Results of the connectability analysis of CCAAT-Box cluster and Transcriptional Interference(33), CCAAT-enhancer-binding-protein(68) and Promoter-contains-a-CCAAT-box(106) clusters are presented in FIG. 5. The document by Connelly and Manley from CCAAT-box cluster is connected with documents from Transcriptional-Interference cluster, while the document by Puglielly et al. was found to have strongest connections with those from CCAAT-related clusters. This segregation of connections can be explained as follows. The document by Puglielly et al. teaches the use of CCAAT element as a transcriptional enhancer and it connects the documents that have more knowledge about CCAAT enhancer functions. The document by Connelly and Manley reports CCAAT function as a terminator directly involved in the prevention of interference from upstream promoter in tandem genes. Here, similarly labeled topics within documents from the Transcriptional-Interference cluster can be found. Concept Termination connects paper by Connelly and Manley on CCAAT function as terminator with paper by Ink and Pickup [B S Ink and D J Pickup. Transcription of a poxivirus early gene is regulated both by a short promoter element and by a transcriptional termination signal controlling transcriptional interference, J. Virol., 1989 vol. 63 no. 11 4632-4644] that describes another similar short terminator element found in poxivirus.
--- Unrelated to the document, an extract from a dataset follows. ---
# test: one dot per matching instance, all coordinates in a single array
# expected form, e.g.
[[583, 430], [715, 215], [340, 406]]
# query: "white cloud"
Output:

Thus, the present system proved capable of enriching the PubMed search by finding several connectable documents.
Of course, variations in terms of repetitions (either of the overall process or of individual portions of the process of FIG. 1) or data sources are not the only types of variations which could be implemented based on this disclosure. To illustrate, consider a case in which the disclosed technology is applied to a database comprising a relatively small number of authored scientific documents, such as 11 full text theses relevant to phrases defining the promoter interference problem. In such a case, rather than simply clustering the documents as described above, the disclosed technology can be used for full text data mining by splitting the theses up into sections which can then be subjected to the type of analysis described previously in the context of FIG. 1. This splitting can also be performed in a variety of ways. These ways could include (a) treating each thesis as a single document, (b) creating a bag of author-defined sections (e.g., treating each paragraph in a thesis as a separate document), (c) compiling a bag of N-words sections (e.g., treating the first 600 words as one document, treating the second 600 words as another document, etc), and (d) assembling a bag of paragraphs (i.e., treating every paragraph in a thesis as a separate document).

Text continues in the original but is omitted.